Ciezadlo moved to Beirut with her husband soon after September 11, 2001. She left six years later, though she returns regularly for work. Over the last fifty years, says says, the city's population has grown rapidly. "The story of Lebanon is people moving form the hinterlands into Beirut," Ciazadlo says. "And when people migrated, they tried to keep their traditions."
Here, she recounts, in her own words, how the city is changing.
I first moved to Beirut in 2003, when Hamra [in Western Beirut] was this sleepy has-been neighborhood. It has since become extremely trendy. When we first told the realtor where we wanted to live, he reacted with absolute horror ... [at that time] the first generation of foreign correspondents were moving here. They all moved to east Beirut at first because that’s where you could get sushi and pilates classes and stuff like that.

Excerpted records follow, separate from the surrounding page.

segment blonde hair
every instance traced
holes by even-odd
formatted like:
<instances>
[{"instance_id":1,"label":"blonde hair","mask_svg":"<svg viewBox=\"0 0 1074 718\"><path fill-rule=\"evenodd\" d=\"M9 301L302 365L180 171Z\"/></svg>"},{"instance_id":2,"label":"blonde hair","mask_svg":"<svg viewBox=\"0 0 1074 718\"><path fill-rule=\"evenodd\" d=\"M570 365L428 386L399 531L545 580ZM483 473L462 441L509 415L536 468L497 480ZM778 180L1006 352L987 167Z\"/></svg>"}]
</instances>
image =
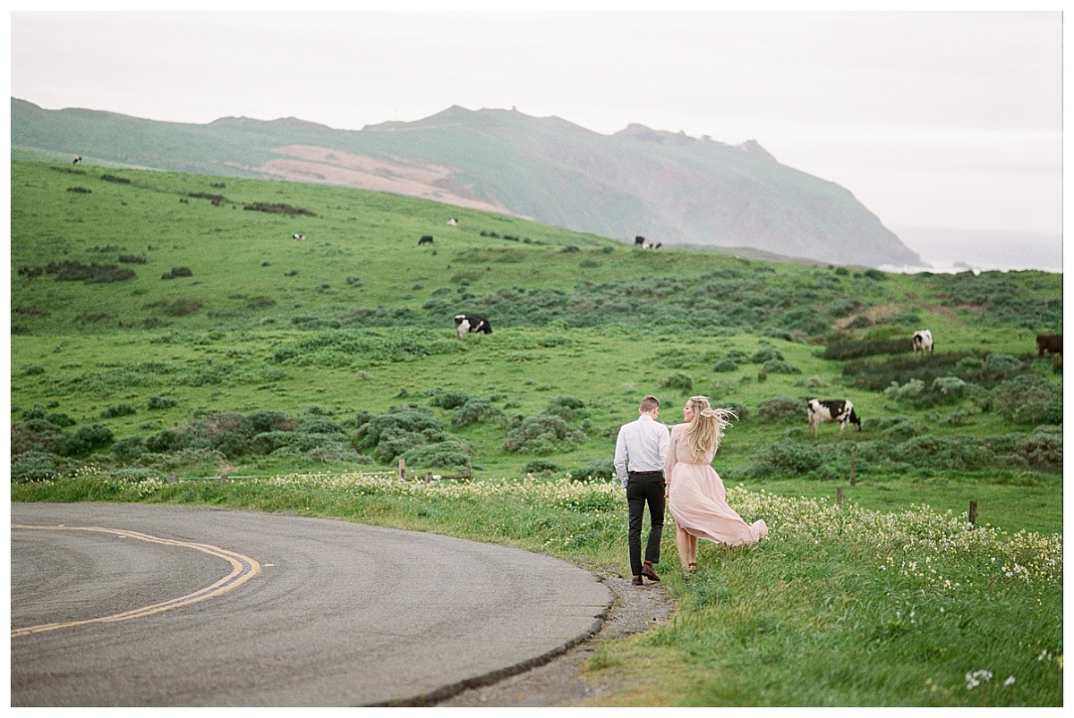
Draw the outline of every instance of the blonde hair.
<instances>
[{"instance_id":1,"label":"blonde hair","mask_svg":"<svg viewBox=\"0 0 1074 718\"><path fill-rule=\"evenodd\" d=\"M731 425L728 416L738 415L730 409L713 409L708 397L692 396L687 406L694 410L694 421L686 427L686 445L690 446L690 460L700 463L709 451L720 446L720 438L724 429Z\"/></svg>"}]
</instances>

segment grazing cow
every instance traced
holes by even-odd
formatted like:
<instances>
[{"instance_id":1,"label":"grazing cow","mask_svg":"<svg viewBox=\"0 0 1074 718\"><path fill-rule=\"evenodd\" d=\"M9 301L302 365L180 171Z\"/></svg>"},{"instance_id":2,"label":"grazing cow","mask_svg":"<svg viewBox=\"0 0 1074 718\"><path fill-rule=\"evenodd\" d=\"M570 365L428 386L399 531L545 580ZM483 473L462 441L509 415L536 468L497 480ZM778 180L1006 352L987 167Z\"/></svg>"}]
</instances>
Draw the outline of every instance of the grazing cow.
<instances>
[{"instance_id":1,"label":"grazing cow","mask_svg":"<svg viewBox=\"0 0 1074 718\"><path fill-rule=\"evenodd\" d=\"M489 324L489 320L484 317L475 317L474 314L456 314L455 316L455 334L462 339L463 335L467 332L473 332L474 334L492 334L492 326Z\"/></svg>"},{"instance_id":2,"label":"grazing cow","mask_svg":"<svg viewBox=\"0 0 1074 718\"><path fill-rule=\"evenodd\" d=\"M928 329L921 329L920 332L914 332L914 338L912 340L914 345L914 355L917 355L917 350L920 350L924 354L928 352L932 353L932 333Z\"/></svg>"},{"instance_id":3,"label":"grazing cow","mask_svg":"<svg viewBox=\"0 0 1074 718\"><path fill-rule=\"evenodd\" d=\"M809 430L814 438L824 422L839 422L839 436L843 436L847 424L854 424L861 430L861 420L854 413L854 405L844 399L809 400Z\"/></svg>"},{"instance_id":4,"label":"grazing cow","mask_svg":"<svg viewBox=\"0 0 1074 718\"><path fill-rule=\"evenodd\" d=\"M1063 353L1063 335L1061 334L1040 334L1036 337L1036 355L1044 356L1044 352L1053 354Z\"/></svg>"}]
</instances>

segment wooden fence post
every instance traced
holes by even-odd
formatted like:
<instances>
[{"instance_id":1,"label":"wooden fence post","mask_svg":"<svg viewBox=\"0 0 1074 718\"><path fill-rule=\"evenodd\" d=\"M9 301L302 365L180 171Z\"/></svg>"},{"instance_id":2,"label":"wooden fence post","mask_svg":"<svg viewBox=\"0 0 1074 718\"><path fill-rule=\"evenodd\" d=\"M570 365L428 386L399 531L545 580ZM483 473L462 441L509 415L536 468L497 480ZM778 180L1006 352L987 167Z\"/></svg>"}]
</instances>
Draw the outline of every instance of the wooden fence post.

Beirut has been really stagnant for a very, very long time. The government doesn’t really do stuff like provide water and electricity. There's no mass transit – a lot of people spend a lot of time sitting in traffic. And there's a lot of over-investment in the real estate sector. Old Mediterranean buildings are being really, really quickly destroyed in favor of a much more sort of Gulf-style, bland, generic architecture. Balconies and gardens and things like that are being destroyed and nothing is being put in its place. Neighbors can't wave at neighbors. Actual neighborhoods are becoming more of a rarity.

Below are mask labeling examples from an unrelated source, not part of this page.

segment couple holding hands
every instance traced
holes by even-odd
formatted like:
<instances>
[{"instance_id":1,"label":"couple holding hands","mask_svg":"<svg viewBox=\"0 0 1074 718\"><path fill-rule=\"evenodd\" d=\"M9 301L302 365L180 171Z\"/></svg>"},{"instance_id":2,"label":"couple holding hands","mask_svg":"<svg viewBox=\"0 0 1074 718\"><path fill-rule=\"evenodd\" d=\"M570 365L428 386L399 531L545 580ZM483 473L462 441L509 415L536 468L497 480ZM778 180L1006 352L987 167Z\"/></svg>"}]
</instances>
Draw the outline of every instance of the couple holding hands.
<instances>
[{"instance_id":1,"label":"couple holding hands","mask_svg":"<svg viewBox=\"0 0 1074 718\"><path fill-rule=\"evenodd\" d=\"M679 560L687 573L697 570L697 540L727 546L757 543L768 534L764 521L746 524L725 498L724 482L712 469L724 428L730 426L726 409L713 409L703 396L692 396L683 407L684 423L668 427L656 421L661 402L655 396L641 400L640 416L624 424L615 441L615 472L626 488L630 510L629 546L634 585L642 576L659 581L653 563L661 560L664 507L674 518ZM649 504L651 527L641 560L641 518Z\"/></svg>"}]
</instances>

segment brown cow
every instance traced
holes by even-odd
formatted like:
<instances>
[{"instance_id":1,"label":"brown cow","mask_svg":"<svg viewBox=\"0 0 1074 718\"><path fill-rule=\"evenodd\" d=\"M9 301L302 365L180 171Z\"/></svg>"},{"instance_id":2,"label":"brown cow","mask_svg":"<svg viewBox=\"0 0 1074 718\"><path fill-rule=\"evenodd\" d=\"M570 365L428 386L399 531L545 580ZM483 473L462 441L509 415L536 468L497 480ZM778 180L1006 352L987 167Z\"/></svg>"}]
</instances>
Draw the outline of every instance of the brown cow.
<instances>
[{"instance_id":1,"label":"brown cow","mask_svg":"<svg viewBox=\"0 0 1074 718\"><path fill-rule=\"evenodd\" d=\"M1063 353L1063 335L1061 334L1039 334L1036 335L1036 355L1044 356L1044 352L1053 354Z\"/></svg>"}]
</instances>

A lot of people hide their money by buildings. But the real problem is that the government refuses to do anything about it. The city’s being pretty much destroyed because the government is refusing to say 'we need some intelligent urban planning.' Beirut is like a wasteland of failed urban planning schemes.
There’s not any green space in Beirut and what little space there is is blocked off to the public. What people do instead is create these sort of mini-gardens on their balconies or their roofs. You sort of have this nice tradition of the balcony being the place where people could have tea and wave to each other.
That was their safe spot to watch during the civil war ... As soon as the gunfire stopped, people would come out on their balcony. You still see people doing this really lovely thing where they put a basket on their low rope, if there’s a guy selling something, you lower the thing down with some money, pull it back. It’s really cool.
Every neighborhood in Beirut has a guy who makes foul and hummus. Sometimes he makes omelettes. He makes this kind of breakfast porridge of beans. It is the best breakfast in the world. I have a couple of places in my neighborhood that I go to for that.
The neighborhood that still has mystery for me is Beirut's old Jewish neighborhood. It’s still one of my favorite parts of Beirut. You really feel this sense of history even though it’s being destroyed. There’s a handful of other neighborhoods like that. I've thought a lot about why this is. I think the really tight social fabric creates this really cool neighborhood.
This interview was condensed and edited for clarity.